In the scenario here proposed, the first challenge will be to come up with such a counter-conditionality package to change the traditional patron-client attitude of the developed countries in negotiating with the countries of the South thus pushing the North to be more forthcoming. (South Centre, 1993, p. 14 + 15)

The Geneva-based South Centre could broker the process between likely participants called upon to draft such a package (Group of 77, Non Aligned Movement, Commonwealth Secretariat, others).

The document will have to set stepped criteria that will give an indication of progress towards fulfilment of each counter-conditionality.

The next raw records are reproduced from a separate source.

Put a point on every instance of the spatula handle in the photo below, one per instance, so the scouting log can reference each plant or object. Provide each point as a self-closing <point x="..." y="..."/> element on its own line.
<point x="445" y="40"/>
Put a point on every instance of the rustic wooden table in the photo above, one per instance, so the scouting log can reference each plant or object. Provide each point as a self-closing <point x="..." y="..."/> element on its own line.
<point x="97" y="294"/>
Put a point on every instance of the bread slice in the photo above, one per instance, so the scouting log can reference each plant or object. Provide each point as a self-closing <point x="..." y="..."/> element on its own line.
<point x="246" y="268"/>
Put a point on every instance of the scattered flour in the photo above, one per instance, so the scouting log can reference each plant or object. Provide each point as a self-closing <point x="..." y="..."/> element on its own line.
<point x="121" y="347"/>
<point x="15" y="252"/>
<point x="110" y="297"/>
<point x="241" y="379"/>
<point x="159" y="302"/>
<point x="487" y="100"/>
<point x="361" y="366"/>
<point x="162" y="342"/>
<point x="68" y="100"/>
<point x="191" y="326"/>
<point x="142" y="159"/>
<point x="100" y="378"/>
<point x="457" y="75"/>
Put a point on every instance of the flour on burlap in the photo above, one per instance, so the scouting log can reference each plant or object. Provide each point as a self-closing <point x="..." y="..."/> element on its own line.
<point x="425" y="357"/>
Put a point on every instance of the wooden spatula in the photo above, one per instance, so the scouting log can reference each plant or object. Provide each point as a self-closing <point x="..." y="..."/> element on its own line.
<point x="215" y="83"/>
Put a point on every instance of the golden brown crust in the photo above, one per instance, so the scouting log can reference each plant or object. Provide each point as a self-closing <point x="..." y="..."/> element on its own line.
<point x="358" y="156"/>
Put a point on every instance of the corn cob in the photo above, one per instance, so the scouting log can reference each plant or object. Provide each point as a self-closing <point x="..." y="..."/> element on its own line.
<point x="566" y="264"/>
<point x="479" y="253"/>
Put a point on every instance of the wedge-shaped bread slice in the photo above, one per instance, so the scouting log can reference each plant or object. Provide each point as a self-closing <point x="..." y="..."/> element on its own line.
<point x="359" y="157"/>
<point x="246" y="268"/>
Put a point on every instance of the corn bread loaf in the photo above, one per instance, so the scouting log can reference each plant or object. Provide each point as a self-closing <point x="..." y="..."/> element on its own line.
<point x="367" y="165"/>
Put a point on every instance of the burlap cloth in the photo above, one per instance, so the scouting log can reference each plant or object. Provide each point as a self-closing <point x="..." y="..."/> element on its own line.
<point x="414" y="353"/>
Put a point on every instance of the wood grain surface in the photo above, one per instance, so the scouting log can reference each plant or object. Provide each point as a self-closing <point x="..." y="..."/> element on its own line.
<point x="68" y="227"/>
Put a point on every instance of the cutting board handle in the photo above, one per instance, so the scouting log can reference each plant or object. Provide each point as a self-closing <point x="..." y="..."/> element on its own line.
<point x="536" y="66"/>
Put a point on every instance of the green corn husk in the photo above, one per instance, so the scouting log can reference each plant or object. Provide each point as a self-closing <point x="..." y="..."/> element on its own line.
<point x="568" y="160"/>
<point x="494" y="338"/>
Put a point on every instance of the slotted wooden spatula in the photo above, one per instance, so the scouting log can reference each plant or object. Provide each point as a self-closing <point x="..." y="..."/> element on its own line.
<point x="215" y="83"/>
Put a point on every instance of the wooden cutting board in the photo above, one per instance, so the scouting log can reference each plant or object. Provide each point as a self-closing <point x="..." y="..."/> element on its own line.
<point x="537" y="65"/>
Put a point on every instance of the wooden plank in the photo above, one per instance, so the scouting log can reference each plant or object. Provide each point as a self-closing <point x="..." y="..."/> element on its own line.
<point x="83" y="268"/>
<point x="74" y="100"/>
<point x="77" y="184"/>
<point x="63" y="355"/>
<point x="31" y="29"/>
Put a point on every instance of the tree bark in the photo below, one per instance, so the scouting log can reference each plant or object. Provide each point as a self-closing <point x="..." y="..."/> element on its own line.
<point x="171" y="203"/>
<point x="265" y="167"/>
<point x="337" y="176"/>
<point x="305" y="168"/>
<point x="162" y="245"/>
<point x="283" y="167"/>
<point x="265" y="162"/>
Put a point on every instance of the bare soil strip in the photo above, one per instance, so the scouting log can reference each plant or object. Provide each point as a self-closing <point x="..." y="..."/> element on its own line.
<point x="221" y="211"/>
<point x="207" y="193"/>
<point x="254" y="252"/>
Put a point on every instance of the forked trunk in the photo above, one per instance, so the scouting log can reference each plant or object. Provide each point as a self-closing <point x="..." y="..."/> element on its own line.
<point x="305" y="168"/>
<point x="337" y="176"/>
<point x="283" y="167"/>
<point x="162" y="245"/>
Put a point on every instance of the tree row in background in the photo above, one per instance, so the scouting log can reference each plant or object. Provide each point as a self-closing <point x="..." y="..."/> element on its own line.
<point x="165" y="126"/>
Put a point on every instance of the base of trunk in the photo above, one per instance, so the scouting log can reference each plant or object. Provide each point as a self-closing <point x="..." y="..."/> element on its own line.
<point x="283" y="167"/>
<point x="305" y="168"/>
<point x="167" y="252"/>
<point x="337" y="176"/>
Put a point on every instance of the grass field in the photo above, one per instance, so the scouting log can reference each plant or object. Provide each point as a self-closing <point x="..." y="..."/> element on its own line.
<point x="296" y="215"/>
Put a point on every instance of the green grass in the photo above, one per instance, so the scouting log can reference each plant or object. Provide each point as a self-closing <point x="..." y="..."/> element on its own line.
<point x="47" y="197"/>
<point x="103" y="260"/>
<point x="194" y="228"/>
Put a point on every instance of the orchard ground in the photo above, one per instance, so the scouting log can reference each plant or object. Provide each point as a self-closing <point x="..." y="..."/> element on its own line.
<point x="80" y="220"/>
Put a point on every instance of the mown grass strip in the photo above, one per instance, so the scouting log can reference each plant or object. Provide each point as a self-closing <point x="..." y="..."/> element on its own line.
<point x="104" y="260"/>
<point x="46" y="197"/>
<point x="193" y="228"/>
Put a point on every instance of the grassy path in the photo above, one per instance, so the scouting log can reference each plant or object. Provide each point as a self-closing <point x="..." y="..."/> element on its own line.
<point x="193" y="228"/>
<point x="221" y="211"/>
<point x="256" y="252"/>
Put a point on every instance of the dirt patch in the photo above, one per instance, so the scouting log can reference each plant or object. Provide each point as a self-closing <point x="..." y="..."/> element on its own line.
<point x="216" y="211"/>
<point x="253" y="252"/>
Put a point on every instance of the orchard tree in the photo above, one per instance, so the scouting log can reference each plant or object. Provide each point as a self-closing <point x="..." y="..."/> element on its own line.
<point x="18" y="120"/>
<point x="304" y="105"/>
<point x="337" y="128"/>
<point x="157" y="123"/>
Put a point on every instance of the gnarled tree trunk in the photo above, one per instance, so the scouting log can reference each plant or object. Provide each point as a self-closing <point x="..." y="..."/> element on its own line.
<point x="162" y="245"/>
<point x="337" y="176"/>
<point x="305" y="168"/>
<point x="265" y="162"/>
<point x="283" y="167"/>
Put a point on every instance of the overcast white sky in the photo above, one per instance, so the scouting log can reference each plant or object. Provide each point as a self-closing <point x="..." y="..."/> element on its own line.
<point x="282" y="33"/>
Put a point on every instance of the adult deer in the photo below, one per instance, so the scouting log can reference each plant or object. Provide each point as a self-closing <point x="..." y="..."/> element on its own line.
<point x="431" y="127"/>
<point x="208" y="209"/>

How is such a set of counter-conditionalities supposed to be applied in a customised country-by-country way?

Existing national bodies in the development business, governmental as well as non-governmental, will be called upon to apply the criteria of this South counter-conditionality package in each specific country context.

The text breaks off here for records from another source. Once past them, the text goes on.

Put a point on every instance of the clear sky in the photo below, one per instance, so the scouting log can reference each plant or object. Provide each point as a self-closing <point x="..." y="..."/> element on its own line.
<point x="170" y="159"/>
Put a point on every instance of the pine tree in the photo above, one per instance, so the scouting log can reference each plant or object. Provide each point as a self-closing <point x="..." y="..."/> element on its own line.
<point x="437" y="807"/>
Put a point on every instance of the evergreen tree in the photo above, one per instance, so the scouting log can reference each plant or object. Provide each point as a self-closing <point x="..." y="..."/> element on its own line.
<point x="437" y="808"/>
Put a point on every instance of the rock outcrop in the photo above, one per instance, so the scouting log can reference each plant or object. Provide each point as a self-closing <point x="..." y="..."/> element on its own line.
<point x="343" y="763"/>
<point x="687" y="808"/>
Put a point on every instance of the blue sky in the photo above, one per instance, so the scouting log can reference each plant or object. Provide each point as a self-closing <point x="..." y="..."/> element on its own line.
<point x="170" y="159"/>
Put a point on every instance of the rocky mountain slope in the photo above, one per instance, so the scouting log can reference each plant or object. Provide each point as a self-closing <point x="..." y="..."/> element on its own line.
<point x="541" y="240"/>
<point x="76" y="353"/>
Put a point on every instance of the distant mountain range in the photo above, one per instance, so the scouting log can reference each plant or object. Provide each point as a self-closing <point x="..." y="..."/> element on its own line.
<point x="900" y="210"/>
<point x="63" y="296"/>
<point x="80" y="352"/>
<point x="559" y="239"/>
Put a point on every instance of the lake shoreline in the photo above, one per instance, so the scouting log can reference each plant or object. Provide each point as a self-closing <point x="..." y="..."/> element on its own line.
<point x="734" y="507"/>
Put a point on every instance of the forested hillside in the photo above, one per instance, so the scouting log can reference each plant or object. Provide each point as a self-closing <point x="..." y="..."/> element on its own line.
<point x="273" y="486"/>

Governments negotiating for grants/loans will use commitments they are willing to make as regards these counter-conditionalities as bargaining chips when negotiating with donors/lenders. What needs to be avoided is the by now frequent sterile confrontation of rhetoric to replace it by efforts to reconcile conflicting interests through balanced negotiations. (South Letter, 1994, p. 10)

A national NGOs coalition can vouch for or counter government claims that it has already fulfilled certain counter-conditionalities; they can do this, point by point if necessary, using the very same criteria set out in the package.

The donors/lenders will bargain from their own vantage points, now not putting forward a blanket objection, but based on a counter-proposal that is bound to have more, if only a few, points of convergence and minimum consensus.

A dialogue between donors/lenders and NGO coalitions will also further the cause of governments subsequently fulfilling counter-conditionalities.

NGO coalitions can open channels of communication between donor/lender and governments in case an impasse is reached between them. NGOs can also use their position in this as a mobilising factor to engage the national public opinion.

The interjection of the NGOs interpretation of the same counter-conditionalities package will call, when needed, for government/NGO formal interactions before scheduled negotiations with donors/lenders. This has the potential for fostering a needed national dialogue to assure government compliance with counter-conditionalities. If needed, international organisations (such as the South Centre, the Group of 77, the Non-Aligned Movement, the Organisation of African Unity, the Organisation of American States, or others) can broker these meetings.

At least yearly, reviews of compliance with agreed upon commitments will be needed. Again here, NGOs will play a leading role.

If the ideas herein have merit, the system can be tried out in 2-3 countries to ascertain its viability and to adjust further details. Funding for such a testing can even come from one of the Bretton Woods institutions -if they can be convinced to give it a try. The South Centre can also play a role in making such a test run possible.

References:

Booth, K., (1996), reviewing the book “Ethics and International Politics” by Luigi Bonante, Book Review, The Political Quarterly, 67:2, April-June, pp. 175-176.

Dubey, M., (1993), The evolution of conditionalities. Paper prepared for the South Centre, Geneva.

Hewitt de Alcantara, C., (1993), Real Markets: Social and political issues of food policy reform. Frank Cass/EADI/UNRISD, London.

Girvan, N., (1993), Customised conditionalities: A note. Paper prepared for the South Centre, Geneva.

Schuftan, C., (1982), Ethics, ideology and nutrition. Food Policy, 7:2, May, pp. 159-164.

Schuftan, C., (1996), Towards operationalising a sustainable development beyond ethical pronouncements: The role of civil society and networking. Submitted for publication.

South Centre, (1993), Drafting “An agenda for Development”. Draft, November 26.

South Letter, (1994), No. 20, Summer.

[Dr Schuftan is a pediatrician from Chile currently working as an independent consultant in Saigon. He lived and worked in Kenya for 7 years in the late 80s and early 90s].